We had to call the county back and let them know that a “pick-up” was necessary and they told us they’d be back in thirty to forty minutes—say what? Oh well, I realized that I was going to stay a little while longer. The couple was unperturbed.
Let me just say now, that one of our wonderful kitchen women had already started on the Wednesday night meal and, when we decided to cancel, she graciously finished her task and divided it amongst staff people who were delighted to take shepherd’s pie and salad home. I had my own stash in the refrigerator.
As I visited with the gentleman, I learned facts that turned them from strangers into Jesus himself. While the woman tried on all of the clothes that were hanging in the lost and found to see if anything fit, the gentleman told me about their living situation in a camper where they had no running water. An electric heater and frying pan were their luxuries. I know exactly where they live and it broke my heart. He also told me that he normally earns enough money in the fall to make it through the winter, but he had been hospitalized with spinal meningitis and had been unable to work at all. He was grateful to have a place to live and that his landlord allowed them to keep their dog.
Okay, so here’s the part where I gave them my meal. Can you believe I was still a little sad to give it up? Come on, Bev’s shepherd’s pie is pretty sweet and I could already taste the spinach salad! Ironically my pastor and I had just been talking about the Fruits of the Spirit and I mentioned that self-control was probably the most difficult for me—I even mentioned food. Dang—I hate when that happens!
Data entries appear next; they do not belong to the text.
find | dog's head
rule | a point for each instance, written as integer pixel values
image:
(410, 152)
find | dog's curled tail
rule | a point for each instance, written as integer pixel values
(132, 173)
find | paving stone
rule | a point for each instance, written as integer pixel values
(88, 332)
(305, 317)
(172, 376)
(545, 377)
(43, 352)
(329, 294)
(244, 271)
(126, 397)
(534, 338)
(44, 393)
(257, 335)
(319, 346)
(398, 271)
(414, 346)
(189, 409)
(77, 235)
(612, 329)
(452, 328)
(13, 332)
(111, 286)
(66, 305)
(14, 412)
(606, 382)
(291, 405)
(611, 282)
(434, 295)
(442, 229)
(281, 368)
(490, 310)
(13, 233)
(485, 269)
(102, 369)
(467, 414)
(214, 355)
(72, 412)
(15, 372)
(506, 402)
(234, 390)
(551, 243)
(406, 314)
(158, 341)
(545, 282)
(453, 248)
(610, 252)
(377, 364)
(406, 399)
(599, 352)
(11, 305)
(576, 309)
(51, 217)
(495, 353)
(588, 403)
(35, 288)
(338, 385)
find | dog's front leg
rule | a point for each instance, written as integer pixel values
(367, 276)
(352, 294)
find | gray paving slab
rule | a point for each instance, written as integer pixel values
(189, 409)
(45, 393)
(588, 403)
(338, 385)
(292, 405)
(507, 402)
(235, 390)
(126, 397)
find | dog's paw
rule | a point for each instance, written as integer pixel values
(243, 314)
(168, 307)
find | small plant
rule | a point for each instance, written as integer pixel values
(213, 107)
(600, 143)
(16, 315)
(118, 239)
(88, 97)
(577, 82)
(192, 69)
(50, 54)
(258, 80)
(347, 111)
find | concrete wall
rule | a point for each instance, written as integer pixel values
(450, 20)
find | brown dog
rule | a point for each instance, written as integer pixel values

So my meal was gone and I was starting to be okay with it. The woman, who had been wandering around the church made her way into the choir room and began to play the piano—no song or anything, just messing around with scales. Suddenly it dawned on me that I had left a pair of jeans in there for one of the choir members to fix for me. I envisioned her coming out with them in her hand, or even wearing them and telling me how badly she needed them. Come on God, not my best jeans! They're Ralph Lauren's from Macy’s and they weren’t even on sale! Thankfully, she didn’t ask, but I’ll never put them on without thinking about her.
After more conversation, a little bit of snow-shoveling from the woman who couldn’t sit still, and a total heart re-adjustment for me, the bus arrived. I went home a different person. I ate cheese and crackers and left-over pork loin for dinner. It was delicious and I was grateful!